Pampkin seemed almost stunned by his own voice. He was calm, but I noticed his cheeks loosen as if he’d been holding my father’s name in his mouth. Then he said, “My wife’s leaving me. It’s not official. She says she won’t make it official until after the election. She’s in love, she says.”

My father dropped his pen. It rolled off the table and onto the floor, where it came to rest against my bare toes. I didn’t pick it up. On the table between the two men were precinct maps, charts, phone lists, mailing labels, buttons, and those olive Pampkin bumper stickers so much more common around our house than on cars.

“Can I get you a cup of coffee, Mike?”

I watched my father. He was gazing at Pampkin with an expression I’d never seen before. Drained of his talk, he looked suddenly kinder. Here is a man across this table, a fellow sojourner. What I am trying to say is that it was a strange time—1980. A terrible time in many ways, and yet my father became at that moment infused with a little grace. Maybe the possibility of being trounced not only by Cheeky Al but also by the big feet of Ronald Reagan himself had opened my father’s eyes to the existence of other people.
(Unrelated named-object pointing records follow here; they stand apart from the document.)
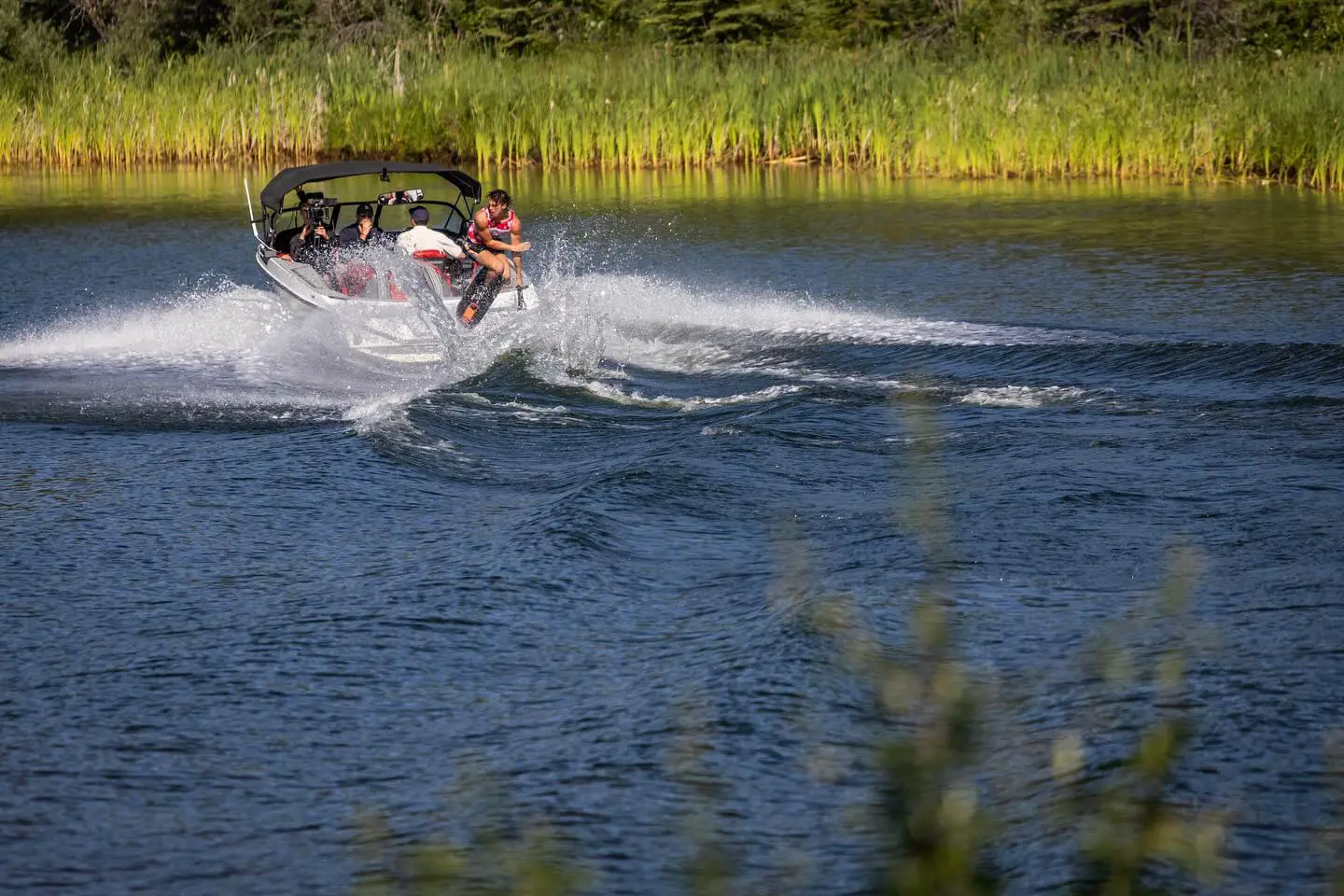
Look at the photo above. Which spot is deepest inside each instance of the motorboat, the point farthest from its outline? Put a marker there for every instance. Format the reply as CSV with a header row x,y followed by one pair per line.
x,y
393,305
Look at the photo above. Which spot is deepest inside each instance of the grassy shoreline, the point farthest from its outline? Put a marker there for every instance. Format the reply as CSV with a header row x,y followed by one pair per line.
x,y
1051,112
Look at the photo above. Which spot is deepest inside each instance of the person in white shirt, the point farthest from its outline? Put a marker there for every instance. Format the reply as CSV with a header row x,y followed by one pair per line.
x,y
421,238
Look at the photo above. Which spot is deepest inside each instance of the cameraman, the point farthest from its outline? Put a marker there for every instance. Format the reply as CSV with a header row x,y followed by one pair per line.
x,y
362,232
314,244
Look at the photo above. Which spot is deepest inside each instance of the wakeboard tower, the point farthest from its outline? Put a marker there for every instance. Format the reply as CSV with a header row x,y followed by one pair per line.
x,y
394,306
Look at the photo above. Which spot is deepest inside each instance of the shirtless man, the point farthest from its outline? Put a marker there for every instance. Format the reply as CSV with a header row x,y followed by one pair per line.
x,y
495,230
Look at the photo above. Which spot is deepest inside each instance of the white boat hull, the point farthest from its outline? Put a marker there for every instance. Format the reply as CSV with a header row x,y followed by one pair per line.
x,y
405,308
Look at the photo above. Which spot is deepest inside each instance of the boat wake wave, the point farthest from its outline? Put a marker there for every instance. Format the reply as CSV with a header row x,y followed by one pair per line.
x,y
231,352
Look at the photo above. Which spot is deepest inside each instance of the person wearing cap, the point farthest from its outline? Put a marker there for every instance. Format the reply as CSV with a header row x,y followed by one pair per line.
x,y
362,232
421,238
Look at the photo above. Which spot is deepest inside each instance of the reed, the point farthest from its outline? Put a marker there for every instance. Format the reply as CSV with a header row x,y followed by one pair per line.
x,y
1054,112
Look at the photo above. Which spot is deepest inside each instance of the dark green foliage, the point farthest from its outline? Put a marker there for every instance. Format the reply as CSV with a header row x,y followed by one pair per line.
x,y
144,27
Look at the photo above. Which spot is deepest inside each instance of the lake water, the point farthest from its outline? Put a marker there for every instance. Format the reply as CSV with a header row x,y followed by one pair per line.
x,y
253,587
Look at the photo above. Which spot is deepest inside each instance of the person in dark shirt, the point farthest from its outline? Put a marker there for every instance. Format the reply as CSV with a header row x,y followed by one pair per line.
x,y
362,232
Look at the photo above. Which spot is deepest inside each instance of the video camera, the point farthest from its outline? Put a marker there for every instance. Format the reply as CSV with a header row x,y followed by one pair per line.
x,y
317,205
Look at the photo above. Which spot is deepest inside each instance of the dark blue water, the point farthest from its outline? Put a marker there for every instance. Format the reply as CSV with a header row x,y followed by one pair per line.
x,y
253,586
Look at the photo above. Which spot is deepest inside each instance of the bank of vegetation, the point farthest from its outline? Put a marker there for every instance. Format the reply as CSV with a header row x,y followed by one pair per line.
x,y
1184,89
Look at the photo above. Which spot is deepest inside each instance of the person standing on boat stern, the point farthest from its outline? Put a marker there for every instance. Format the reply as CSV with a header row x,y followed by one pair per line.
x,y
495,230
421,238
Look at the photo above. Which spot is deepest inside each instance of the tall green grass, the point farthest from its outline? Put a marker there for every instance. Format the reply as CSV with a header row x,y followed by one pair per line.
x,y
1051,112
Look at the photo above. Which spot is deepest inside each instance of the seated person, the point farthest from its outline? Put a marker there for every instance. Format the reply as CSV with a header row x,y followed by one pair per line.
x,y
362,232
314,246
421,238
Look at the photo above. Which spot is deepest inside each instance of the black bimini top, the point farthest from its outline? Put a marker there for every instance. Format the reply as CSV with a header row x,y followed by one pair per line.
x,y
273,193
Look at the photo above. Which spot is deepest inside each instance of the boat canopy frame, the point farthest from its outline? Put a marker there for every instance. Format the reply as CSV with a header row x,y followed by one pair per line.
x,y
273,193
293,179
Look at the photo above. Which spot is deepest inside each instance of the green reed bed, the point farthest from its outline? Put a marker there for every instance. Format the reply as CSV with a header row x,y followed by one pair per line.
x,y
204,109
1047,112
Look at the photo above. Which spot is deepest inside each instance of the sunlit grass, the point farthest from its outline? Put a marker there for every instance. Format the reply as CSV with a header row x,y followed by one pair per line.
x,y
1053,112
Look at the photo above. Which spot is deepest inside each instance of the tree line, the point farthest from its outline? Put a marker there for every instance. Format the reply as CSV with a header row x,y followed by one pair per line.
x,y
34,30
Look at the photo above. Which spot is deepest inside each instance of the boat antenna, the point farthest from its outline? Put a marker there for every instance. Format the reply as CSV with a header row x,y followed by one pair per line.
x,y
250,214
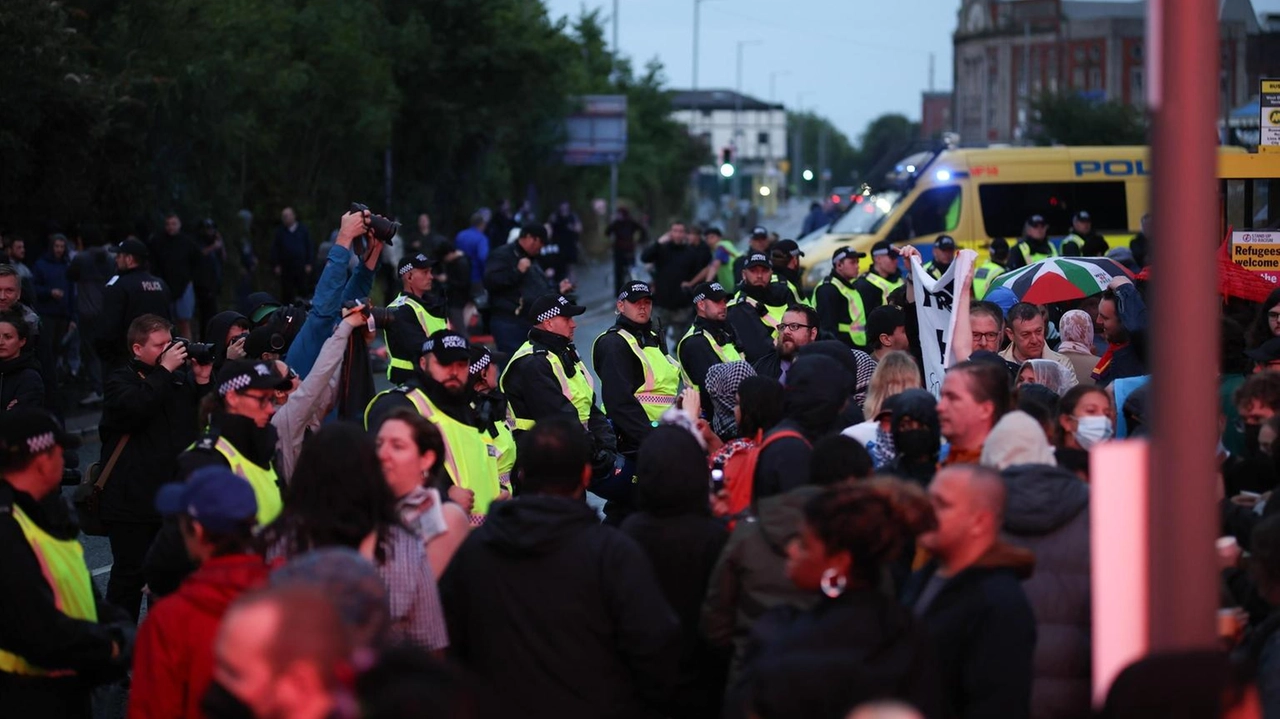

Here was a man in pain.

They sat and drank coffee, and didn’t talk about Mrs. Pampkin. At least not with their mouths. With their eyes they talked about her, with their fingers gripping their mugs they talked about her.

Mrs. Pampkin?

My inclination before that night would have been to say that she was as forgettable as her husband. More so. Though I had seen her many times, I couldn’t conjure up her face. She wore earth tones. I remembered that once she hugged me and that she smelled like bland soap. She wasn’t pudgy; she wasn’t lanky. She wasn’t stiff, nor was she jiggly. Early on in the campaign, my father had suggested to Pampkin that maybe his wife could wear a flower in her hair at garden events, or at the very least lipstick for television. Nothing came of these suggestions, and as far as I knew, the issue of Pampkin’s wife hadn’t come up again until that night in the kitchen, when, for me, she went from drab to blazing. She’d done something unexpected. If Mrs. Pampkin was capable of it, what did this mean for the rest of us? I remembered — then — that I had watched her after Mike got hit by the carpet. She hadn’t become hysterical. She’d merely walked over to him lying there on the pavement (the Shriner apologizing over and over), and the expression in her eyes was of such motionless calm that Mike and everybody else around knew it was going to be all right, that this was only another humiliation in the long line that life hands us, nothing more, nothing less. She’d knelt to him.